Se è vero che ogni uomo è, nei confronti dell’albero genealogico, come il punto centrale di una X sopra di cui si divarica il numero degli umani che lo hanno generato e sotto si estende il numero di coloro che da lui discenderanno, la nonna Giuseppina deve aver pensato ad una crescita esponenziale.
In realtà ben pochi dei suoi nove (o forse undici) figli contribuirono a tale sviluppo. E peraltro, come mia madre sosteneva probabilmente a ragione, essi furono più figli del caso e dell’ignoranza che di smanie dinastiche.
Di lei ricordo, durante le svogliate visite domenicali, il volto che rivelata una bellezza consunta trasmessa come un tesoro solo ad alcuni dei figli, lo stentato italiano e le dita dei piedi accartocciate dall’artrosi. Ma la cosa più spettacolare ed inquietante era il serraglio di quei figli non maritati che vivevano nella casa di Via Piandilucco: Luigi, con ambizioni di inventore di dischi volanti, Angela, una sorta di prototipo di zitella insoddisfatta e Annetta, alta come un soldo di cacio e ticchiosa.

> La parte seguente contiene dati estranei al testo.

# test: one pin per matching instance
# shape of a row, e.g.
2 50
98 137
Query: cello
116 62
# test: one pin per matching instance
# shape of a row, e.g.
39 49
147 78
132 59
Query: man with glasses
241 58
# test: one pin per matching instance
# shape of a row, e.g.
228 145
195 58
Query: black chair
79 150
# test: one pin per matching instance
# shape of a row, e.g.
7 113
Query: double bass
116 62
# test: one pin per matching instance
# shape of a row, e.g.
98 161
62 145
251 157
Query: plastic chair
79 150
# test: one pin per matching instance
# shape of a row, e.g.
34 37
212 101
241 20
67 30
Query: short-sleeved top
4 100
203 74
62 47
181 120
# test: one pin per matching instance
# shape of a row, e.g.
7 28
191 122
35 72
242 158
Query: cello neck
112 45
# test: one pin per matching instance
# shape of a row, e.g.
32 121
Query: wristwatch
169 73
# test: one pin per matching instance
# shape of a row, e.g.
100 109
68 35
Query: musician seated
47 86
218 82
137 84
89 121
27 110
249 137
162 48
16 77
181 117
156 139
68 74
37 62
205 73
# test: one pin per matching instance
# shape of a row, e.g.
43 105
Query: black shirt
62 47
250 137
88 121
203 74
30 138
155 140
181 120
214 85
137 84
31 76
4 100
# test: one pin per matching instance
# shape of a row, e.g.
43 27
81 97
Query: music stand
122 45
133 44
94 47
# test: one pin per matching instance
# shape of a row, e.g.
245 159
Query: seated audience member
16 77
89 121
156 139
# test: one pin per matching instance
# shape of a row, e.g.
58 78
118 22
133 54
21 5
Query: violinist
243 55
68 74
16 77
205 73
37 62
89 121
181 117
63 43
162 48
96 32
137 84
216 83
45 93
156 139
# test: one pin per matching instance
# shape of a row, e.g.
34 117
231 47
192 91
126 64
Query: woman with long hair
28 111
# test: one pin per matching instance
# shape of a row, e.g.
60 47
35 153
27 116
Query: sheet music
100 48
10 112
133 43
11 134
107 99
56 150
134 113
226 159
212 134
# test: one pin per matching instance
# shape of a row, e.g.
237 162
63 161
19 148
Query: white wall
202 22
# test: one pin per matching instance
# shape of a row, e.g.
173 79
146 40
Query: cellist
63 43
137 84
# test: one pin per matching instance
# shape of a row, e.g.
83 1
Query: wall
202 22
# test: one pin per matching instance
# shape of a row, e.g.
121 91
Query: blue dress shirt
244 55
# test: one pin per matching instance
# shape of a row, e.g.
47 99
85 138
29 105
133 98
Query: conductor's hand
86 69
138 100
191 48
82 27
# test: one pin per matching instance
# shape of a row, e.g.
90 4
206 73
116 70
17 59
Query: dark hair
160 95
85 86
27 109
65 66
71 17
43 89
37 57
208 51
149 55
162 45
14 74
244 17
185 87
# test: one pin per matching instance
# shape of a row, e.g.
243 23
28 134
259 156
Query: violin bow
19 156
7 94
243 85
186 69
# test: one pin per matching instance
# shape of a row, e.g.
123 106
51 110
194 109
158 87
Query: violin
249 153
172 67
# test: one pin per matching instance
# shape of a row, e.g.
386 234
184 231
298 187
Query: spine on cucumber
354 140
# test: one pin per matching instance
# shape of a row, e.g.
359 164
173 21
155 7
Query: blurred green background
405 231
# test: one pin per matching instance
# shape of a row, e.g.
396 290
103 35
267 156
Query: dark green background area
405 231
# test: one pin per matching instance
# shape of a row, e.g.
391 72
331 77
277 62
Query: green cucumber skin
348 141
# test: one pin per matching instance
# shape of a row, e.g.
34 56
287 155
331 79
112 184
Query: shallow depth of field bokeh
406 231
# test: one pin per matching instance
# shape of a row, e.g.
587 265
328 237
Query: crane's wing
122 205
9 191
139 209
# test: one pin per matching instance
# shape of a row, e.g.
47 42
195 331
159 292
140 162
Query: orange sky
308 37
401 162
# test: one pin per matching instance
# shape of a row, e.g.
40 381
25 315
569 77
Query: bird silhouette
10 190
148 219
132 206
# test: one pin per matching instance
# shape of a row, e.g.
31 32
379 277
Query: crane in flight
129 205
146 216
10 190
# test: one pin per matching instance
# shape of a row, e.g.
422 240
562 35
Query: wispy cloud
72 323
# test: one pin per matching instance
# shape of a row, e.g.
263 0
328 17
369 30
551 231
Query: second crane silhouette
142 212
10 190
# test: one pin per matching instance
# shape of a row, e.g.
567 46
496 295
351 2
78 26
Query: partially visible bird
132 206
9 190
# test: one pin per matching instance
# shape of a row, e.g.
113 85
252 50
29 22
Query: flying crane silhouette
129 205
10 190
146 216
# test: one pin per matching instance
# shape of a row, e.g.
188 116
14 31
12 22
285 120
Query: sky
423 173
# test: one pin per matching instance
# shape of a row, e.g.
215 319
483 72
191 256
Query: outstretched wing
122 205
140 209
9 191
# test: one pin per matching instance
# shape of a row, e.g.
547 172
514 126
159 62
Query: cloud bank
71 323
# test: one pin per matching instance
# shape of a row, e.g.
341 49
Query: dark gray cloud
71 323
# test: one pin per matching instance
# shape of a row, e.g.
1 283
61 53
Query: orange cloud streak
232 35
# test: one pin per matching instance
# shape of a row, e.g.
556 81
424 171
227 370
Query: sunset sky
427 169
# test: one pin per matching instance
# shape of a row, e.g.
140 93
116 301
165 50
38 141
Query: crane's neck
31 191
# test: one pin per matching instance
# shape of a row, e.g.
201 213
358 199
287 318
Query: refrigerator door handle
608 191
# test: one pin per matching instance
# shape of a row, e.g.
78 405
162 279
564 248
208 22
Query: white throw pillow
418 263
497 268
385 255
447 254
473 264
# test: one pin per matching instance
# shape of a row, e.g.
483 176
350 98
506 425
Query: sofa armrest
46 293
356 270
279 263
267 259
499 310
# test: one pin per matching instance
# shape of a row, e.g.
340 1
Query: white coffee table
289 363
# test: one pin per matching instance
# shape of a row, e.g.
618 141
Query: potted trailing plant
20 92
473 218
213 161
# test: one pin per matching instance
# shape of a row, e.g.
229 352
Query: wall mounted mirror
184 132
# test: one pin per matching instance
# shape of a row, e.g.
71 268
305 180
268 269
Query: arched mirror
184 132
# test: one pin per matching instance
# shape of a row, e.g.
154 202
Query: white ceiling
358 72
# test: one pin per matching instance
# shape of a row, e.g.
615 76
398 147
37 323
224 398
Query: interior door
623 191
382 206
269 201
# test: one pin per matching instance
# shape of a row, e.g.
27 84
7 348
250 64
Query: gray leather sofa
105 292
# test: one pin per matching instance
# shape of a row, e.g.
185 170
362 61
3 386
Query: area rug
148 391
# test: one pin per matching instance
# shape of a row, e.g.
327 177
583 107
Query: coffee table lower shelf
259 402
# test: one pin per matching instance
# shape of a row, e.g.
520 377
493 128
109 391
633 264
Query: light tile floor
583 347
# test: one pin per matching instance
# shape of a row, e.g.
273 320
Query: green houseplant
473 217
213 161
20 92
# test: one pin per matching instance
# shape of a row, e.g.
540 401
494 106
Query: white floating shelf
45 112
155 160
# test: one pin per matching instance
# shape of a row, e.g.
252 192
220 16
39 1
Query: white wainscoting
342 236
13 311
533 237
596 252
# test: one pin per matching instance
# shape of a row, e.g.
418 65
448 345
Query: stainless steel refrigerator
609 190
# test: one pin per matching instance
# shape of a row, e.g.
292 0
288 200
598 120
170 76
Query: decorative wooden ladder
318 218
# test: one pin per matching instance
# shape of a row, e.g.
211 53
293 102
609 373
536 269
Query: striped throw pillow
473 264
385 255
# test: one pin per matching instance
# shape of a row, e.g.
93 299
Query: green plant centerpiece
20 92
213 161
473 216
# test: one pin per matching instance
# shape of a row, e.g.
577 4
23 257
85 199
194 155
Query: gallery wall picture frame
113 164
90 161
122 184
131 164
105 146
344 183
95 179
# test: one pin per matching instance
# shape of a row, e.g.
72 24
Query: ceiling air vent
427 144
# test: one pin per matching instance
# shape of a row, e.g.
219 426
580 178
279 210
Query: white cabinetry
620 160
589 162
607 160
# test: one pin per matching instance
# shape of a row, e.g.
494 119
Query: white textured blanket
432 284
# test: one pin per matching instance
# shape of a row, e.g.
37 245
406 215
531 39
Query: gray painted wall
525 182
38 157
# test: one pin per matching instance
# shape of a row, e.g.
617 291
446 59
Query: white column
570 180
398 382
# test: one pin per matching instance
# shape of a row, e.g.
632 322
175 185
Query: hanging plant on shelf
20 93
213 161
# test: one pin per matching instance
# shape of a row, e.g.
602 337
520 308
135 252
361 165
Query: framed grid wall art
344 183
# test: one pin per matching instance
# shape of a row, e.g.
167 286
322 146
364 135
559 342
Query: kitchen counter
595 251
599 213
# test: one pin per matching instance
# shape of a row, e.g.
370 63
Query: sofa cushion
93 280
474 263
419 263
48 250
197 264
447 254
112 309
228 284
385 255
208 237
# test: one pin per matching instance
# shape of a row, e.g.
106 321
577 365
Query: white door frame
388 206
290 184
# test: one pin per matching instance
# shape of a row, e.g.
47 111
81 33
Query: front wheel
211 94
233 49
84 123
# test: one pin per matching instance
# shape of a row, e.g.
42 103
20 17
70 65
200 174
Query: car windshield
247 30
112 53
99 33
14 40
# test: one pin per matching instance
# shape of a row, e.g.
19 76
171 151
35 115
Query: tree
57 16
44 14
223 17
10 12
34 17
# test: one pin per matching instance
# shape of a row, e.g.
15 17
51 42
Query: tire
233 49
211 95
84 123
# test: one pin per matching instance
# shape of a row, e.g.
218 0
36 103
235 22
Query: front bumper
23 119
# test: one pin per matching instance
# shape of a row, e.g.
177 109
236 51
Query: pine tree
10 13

Luigi era realmente l’incubo di mio padre: bevitore di vino e mangiatore di cose che all’epoca mi apparivano degne di un orco formato mignon, quali i granchi, non riuscì mai a stabilire un rapporto sensato con la vita. Basti pensare che nel pieno della seconda guerra mondiale pensò bene di recarsi liberamente in Germania, dove gli altri venivano deportati, per avviarsi a una improbabile carriera di regista cinematografico.
Gli altri fratelli di mio padre erano la sorella Vittoria, sposatasi con Fulvio Argento da cui ebbe una figlia, Daniela, e la più romantica e bella di tutti, Adalgisa, morta a ventiquattro anni.
Dei restanti tre (o forse 5), al di là di una morte in tenera età non ho notizie.